BLUE MOUNTAIN LAKE For centuries Adirondackers have spun, woven, and sewn -making textiles that are both functional and beautiful. Visit the Adirondack Museum for a celebration of traditional and contemporary fiber arts at the first Adirondack Fiber & Fabric Arts Festival on Saturday, Sept. 15.
Activities are planned from 10 a.m. until 5 p.m. and will include demonstrations, presentations, textile appraisal, displays, vendors, and hands-on opportunities for visitors of all ages. Each is included in the price of general museum admission.
The Mark W. Potter Education Center will host a display of rarely seen textiles from the museum's collection. Early domestic textiles-clothing, tea towels, or rugs-are rare in the Adirondack Museum collections. They were meant for everyday use and did not survive. The museum does have showpieces- crazy quilts with silks and embroidery, wedding dresses, intricately patterned buff mittens.
Demonstrations will be held from 10 a.m. until 3 p.m. Members of the Northern Needles Quilting Guild of Long Lake will demonstrate both hand and machine quilting. The Serendipity Spinners - a "loosely knit" group of women who have been spinning together for many years - will demonstrate the various aspects of wool processing. Lindy Dolan will offer a demonstration of Redwork embroidery. The name Redwork is derived from the red cotton thread that was used to create this charming style of embroidery. Redwork is believed to have originated in Europe in the 19th century and traveled to America prior to the War Between the States.
Textile appraiser and historian Rabbit Goody of Thistle Hill Weavers, Cherry Valley, N.Y. will help visitors discover more about personal antique and collectible fabric pieces. For a small donation to the Adirondack Museum ($5 per piece, three pieces for $10) she will examine vintage textiles and evaluate them for historical importance and value.

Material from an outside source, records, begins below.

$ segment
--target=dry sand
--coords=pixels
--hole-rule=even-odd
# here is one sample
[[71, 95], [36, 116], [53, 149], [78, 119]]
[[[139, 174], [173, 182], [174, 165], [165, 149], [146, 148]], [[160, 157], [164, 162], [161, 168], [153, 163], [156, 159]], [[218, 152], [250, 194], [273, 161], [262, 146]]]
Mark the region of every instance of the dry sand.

Only verbal appraisals will be provided.
At noon, museum Curator Hallie Bond will offer a Brown Bag Lunch program in the museum's auditorium. Entitled "Women's Work in the Adirondacks," the informal presentation will be based on Bond's research into the daily lives and work of Adirondack women, with special emphasis on creativity and tasks related to textiles.
Shelburne Museum Curator Jean Burks will share information about the Shelburne's world-class collection of quilts and rugs at 1:30 p.m. Her talk will illustrate how women throughout the northeast expressed creativity and demonstrated skill in the production of quilts, rugs, and other textiles.
Regional vendors will offer handmade and specialty items at the Adirondack Fabric and Fiber Arts Festival. Visitors can use treadle sewing machines to make a souvenir balsam sachet or do laundry the old-fashioned way with washboards and pounders.